The idea behind the House System was brought to the Thorsby administration at the end of the last school year. Some Thorsby administrators have travelled to the Ron Clark Academy to get some ideas about how to maximize the Thorsby High School House Wars experience.

“We were 100% for it,” Holly Matson, Thorsby High School assistant principal, said. “(Caton) has taken lead over all of it, and we get to see from the outside looking in the results from it.”

The gardening group is building a garden behind the school in between two buildings for students to use like a senior courtyard. The art group is planning an art show that will be the same night the talent show is on.

Since the start of the school year, Thorsby staff can see a positive improvement on the Rebel campus.

“I do think it has promoted school spirit and positivity,” Caton said. “The talent show last year, the school spirit was amazing.

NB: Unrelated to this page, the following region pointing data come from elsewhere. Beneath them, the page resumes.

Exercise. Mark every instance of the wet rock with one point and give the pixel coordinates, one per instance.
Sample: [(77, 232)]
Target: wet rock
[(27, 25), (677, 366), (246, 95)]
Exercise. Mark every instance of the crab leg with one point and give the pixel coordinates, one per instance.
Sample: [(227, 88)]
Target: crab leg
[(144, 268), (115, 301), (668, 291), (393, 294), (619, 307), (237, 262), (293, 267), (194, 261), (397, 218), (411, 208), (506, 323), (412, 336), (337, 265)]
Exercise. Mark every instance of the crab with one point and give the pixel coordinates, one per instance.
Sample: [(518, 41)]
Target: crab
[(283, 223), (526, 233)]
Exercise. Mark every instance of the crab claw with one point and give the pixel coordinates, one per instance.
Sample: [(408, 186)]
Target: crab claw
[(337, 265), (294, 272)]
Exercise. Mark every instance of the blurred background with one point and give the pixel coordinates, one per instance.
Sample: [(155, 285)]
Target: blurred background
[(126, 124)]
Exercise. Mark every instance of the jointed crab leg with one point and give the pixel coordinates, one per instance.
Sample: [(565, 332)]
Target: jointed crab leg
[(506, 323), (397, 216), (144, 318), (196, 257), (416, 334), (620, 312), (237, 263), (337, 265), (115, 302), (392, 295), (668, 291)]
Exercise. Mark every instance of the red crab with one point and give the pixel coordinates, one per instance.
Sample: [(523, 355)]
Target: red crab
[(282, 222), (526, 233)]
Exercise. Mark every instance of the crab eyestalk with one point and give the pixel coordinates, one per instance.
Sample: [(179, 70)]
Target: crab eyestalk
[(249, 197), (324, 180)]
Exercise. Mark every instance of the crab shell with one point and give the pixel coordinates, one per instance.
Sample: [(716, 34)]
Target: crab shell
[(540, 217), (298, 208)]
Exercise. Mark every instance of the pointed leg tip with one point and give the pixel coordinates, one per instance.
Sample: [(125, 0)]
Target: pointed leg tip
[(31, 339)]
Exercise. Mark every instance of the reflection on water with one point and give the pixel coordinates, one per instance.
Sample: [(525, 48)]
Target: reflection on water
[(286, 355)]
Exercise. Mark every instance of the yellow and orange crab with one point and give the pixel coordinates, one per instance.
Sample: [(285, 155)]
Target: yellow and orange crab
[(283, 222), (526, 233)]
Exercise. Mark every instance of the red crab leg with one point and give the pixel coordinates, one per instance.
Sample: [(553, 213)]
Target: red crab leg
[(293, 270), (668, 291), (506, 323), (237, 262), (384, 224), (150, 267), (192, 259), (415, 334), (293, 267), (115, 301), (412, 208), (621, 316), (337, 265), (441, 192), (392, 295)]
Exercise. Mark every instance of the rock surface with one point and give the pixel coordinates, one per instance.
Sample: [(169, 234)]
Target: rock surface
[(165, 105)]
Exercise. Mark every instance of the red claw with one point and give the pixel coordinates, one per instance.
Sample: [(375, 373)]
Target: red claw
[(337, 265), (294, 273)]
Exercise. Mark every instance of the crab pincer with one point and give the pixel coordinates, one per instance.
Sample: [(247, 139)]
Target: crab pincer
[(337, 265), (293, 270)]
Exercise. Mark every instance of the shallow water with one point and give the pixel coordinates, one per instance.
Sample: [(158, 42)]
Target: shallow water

It was one of the best days, and this year we’re going to open it up to parents and the community.”

Some of the other group’s students can get involved with include inspirational movies where students watch movies and discuss them as a group. The cooking group learns how to make different types of food and earn points for their house by making specific recipes. Athletics play games in the gym, help tend to sporting facilities and can earn points for attending Rebel sporting events.

There is also a prom planning group, a tutoring group, an interior design group that helps decorate the school’s hallways and bulletin boards and a group that produces the school newspaper.

“I like the different houses and different things the students can choose from,” Matson said. “I feel like it’s a pretty good list of interests that each kid can find something they would like to do.”

The purpose behind the House Wars at Thorsby was to give students motives to do well and stay out of trouble. As the first year of the program ends, the staff can see the environment on campus improving, and hopes the growth of the program continues into the next school year.

“It’s also about community but having fun too,” Caton said. “Most students think school is boring so this is a way we can incorporate academics and fun.”